Muros de dourado xisto!
Que delícia, querer muito deter o tempo, profundo…
Aguarela do iluminismo, com cheiro e tudo!
Pintar este cantinho do mundo…
Sei não poder, mas esforço-me, sem dor alguma, contudo!
Sôfrego, por agarrá-lo!
Tonto, meto a cabeça entre os ramos…
Para me perder em volúpia de regalos!
Os sentidos, arrepiados, desfrutam, sonhamos…
Qual pintor na tela que pincela com fervor!
Na colina à beira da estrada, debaixo da amendoeira…
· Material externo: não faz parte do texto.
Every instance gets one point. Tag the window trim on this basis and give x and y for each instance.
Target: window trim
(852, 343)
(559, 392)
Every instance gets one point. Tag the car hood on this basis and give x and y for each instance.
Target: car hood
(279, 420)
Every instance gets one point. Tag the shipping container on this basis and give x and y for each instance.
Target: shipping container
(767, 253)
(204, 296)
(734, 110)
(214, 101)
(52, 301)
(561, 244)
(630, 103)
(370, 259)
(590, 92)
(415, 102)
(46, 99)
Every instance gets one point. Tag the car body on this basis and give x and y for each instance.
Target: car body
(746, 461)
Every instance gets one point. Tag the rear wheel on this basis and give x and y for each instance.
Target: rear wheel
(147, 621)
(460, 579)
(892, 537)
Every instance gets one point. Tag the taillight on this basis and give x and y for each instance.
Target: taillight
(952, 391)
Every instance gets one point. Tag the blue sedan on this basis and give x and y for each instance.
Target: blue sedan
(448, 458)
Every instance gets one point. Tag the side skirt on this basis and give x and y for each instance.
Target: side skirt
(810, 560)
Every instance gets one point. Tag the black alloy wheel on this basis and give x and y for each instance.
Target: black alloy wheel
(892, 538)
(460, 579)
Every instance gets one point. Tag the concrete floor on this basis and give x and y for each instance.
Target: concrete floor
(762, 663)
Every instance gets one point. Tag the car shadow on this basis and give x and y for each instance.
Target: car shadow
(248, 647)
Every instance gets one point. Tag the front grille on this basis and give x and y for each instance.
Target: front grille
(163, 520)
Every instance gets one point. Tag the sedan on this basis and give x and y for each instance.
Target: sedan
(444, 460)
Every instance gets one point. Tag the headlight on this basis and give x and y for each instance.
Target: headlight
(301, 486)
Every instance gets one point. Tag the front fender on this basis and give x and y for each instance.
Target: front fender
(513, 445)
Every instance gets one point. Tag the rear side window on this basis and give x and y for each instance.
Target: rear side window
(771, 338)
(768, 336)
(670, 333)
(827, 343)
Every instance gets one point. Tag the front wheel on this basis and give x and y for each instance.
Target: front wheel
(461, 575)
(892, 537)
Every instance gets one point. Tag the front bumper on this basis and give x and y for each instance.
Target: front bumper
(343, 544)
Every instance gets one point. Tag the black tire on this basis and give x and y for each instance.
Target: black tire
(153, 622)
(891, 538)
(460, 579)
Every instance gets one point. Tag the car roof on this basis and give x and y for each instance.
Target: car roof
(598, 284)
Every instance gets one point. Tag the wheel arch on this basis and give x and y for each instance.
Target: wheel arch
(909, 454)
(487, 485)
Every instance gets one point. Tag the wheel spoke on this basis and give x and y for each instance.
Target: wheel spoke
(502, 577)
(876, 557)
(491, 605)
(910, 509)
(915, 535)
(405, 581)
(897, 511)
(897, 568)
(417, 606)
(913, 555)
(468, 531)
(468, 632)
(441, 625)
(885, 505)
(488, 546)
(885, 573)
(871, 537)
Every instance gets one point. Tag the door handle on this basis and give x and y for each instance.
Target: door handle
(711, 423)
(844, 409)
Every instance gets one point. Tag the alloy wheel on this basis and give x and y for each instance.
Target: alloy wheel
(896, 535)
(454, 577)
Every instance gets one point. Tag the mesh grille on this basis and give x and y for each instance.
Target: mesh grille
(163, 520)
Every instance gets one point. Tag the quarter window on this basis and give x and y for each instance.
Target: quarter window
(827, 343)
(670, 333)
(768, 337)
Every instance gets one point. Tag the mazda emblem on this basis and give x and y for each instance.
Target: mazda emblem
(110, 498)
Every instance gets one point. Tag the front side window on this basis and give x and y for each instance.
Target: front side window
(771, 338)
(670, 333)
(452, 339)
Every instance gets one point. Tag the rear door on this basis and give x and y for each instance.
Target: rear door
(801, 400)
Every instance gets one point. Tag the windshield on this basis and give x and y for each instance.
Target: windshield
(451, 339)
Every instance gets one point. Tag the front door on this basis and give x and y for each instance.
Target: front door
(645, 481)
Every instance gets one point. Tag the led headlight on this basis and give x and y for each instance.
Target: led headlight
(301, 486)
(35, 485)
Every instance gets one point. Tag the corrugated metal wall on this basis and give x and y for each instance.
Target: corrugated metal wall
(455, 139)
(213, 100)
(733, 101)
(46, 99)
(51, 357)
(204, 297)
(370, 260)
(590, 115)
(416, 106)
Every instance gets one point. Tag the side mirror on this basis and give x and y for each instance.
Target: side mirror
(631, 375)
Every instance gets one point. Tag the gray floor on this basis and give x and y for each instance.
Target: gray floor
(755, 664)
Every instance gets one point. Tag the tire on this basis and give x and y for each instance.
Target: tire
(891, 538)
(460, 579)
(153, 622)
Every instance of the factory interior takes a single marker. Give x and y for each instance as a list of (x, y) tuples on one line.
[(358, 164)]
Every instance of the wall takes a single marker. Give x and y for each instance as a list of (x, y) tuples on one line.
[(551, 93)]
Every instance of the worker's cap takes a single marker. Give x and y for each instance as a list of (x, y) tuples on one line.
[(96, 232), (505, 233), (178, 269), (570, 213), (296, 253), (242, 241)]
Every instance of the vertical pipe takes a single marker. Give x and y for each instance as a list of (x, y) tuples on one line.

De joelhos, ergo olhos e alma para céu mágico, em fervor.
Prenúncio, Primavera, azul de firmamento, como na vez primeira.
Paleta de cores em aguarela.
Que contraste com a candura das flores brancas, singelas.
Que dançam à brisa, valsa de violinos, como à janela.
Apetece tocar, com delicadeza, na cara rosada delas!
Como as cordas do instrumento, afagá-las, com jeitinho…
Para não magoar imensa dádiva da mãe-natureza.
Tê-las na palma das mãos, com tanto carinho!
Fazermos parte daquele mundo, em devaneio até ao ocaso,
Sinfonia em murmúrios ressoa no horizonte breve!
Olhar cintila, banqueteia-se, embriaga-se neste compasso!
Como flauta andina em deriva nas florzinhas de pétalas de neve.
Açucaradas, elas, pontos de amarelo-torrado, rosa ou tons de mel.
Abrir alas para as obreiras, como liras, com zumbidos atarefados.
Do pólen extraem, acentuam a fragância, perfume floral
Sim, mel de Olimpo, para adocicar os anjos feitos fados.
Sobre o vale da Vilariça ou paredes-meias com o Coa das gravuras.
Que olhos pasmam, ao lado do pachorrento do Sabor.
Rios milenares de mineiros, fios de azeite, néctares de Baco, formusuras.
E das castanhas para magustos de outono, tanto calor!
É incrivelmente retemperador correr aqui como caracol,
Entre amendoeiras em flor, subir à rocha para a fotografia,
Neste clímax sazonal da natureza humanizada, sob tanto sol.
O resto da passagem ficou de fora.